Ma cliente, Naama Issachar, doit être libérée
« Pourquoi es-tu si triste, Naama ? » avait demandé le chef de ce centre de détention réservé aux accusés dont les procès n’ont pas encore eu lieu.
« Parce que je veux retourner chez moi », avait répondu Naama.
Dans une petite salle de réunion située à l’intérieur de ce centre où elle était incarcérée, à 50 kilomètres de Moscou, Naama Issachar nous avait raconté son histoire, un sourire triste sur son jeune visage. Seule nouvelle positive dans ce cauchemar kakfkaïen, Naama était restée calme dans ces circonstances pourtant très dures.
Et en effet, elle s’était comportée d’une manière qui avait suscité notre admiration. Compte-tenu de tout ce qu’elle avait été amenée à traverser, ce qui lui avait essentiellement permis de rester debout et de conserver espoir était le soutien de sa famille, son esprit agile, sa détermination et aussi son excellent sens de l’humour.
C’est un euphémisme de dire que les poursuites judiciaires intentées en Russie comme Naama Issachar et le jugement des magistrats qui a suivi ont entraîné une « réponse forte » en Israël. Les Israéliens ont été indignés par la peine de prison de sept ans et demi qui a été prononcée pour neuf grammes de haschisch retrouvés dans son sac à dos lors d’une escale à l’aéroport de Sheremetyevo, alors qu’elle rentrait à Tel Aviv depuis Delhi.
Ce jugement à l’encontre de Naama est également une énigme pour les Russes et, plus spécifiquement, pour les professionnels de la justice.
Conformément au code de procédure criminel russe, un jugement de la cour doit être légal, bien-fondé et équitable. En l’examinant, il devient évident que le jugement, dans l’affaire qui nous intéresse, s’est soustrait à toutes ces exigences.
Les conclusions du tribunal – que le trafic de drogues de la part de Naama avait été établi et dûment prouvé par les faits et par les circonstances – ne résistent pas à la critique légale. Le tribunal n’est pas parvenu à prendre en compte le fait que le dossier impliquait une ressortissante israélienne âgée de 25 ans qui se trouvait brièvement dans une zone de transit à l’aéroport de Moscou, qu’elle n’avait pas caché la drogue ou tenté d’accéder aux produits incriminés et que, de toute façon, elle n’avait pas franchi le contrôle des douanes.

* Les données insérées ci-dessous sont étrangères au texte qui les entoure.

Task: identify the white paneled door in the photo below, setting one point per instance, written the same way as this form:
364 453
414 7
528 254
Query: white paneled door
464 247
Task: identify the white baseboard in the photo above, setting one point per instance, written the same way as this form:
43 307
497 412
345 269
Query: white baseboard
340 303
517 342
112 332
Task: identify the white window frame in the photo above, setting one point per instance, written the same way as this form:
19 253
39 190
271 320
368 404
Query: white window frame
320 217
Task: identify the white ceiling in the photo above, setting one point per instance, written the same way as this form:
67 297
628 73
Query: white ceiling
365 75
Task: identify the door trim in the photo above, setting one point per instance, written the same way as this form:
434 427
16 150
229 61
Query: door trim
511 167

Mais ces faits prouvent toutefois que Naama n’avait aucunement l’intention de se livrer à un trafic et qu’il y a des incohérences évidentes entre les conclusions tirées par les juges et les circonstances du dossier. En d’autres mots, le jugement est à la fois infondé et inéquitable.

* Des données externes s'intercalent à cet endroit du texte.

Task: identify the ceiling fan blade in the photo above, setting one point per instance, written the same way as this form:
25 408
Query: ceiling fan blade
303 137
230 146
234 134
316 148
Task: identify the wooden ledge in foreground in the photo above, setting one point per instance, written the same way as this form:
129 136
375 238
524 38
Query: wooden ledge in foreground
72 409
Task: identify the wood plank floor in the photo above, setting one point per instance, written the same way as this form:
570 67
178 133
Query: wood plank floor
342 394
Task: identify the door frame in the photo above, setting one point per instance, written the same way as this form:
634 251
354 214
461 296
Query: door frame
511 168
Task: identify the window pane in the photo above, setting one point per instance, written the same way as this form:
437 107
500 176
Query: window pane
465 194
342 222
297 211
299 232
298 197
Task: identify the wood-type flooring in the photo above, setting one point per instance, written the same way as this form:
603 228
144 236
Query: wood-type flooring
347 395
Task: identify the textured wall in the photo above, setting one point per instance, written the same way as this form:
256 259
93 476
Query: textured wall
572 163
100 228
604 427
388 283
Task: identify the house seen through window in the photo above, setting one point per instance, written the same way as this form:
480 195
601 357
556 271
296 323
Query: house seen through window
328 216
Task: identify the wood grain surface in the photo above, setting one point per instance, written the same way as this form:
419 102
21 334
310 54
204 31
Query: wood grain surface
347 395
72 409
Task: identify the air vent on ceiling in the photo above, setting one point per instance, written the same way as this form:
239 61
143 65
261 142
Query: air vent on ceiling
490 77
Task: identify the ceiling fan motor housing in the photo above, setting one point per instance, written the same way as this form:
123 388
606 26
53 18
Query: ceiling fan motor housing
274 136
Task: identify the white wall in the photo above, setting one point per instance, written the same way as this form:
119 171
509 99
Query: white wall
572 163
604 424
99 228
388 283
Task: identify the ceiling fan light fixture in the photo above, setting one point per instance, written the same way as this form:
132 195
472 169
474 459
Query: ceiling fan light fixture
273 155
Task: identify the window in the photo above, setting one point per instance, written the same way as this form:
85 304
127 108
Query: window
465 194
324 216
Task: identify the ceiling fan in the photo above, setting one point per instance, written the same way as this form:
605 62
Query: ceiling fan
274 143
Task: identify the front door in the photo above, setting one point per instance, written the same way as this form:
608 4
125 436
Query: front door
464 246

Il est excessivement clair que les enquêteurs et le tribunal ont tous deux accompli leur devoir de manière négligente. Ils ont agi avec cynisme, et avec la plus forte cruauté. Le seul à avoir été impliqué dans l’affaire et à avoir agi de manière professionnelle est le chien renifleur qui, selon la cour, a détecté le haschisch dans le sac à dos rouge de Naama et y a réagi. Toutefois, personne n’a nié, que ce soit au cours de l’enquête ou de la procédure judiciaire qu’il y avait de la drogue à l’intérieur du bagage.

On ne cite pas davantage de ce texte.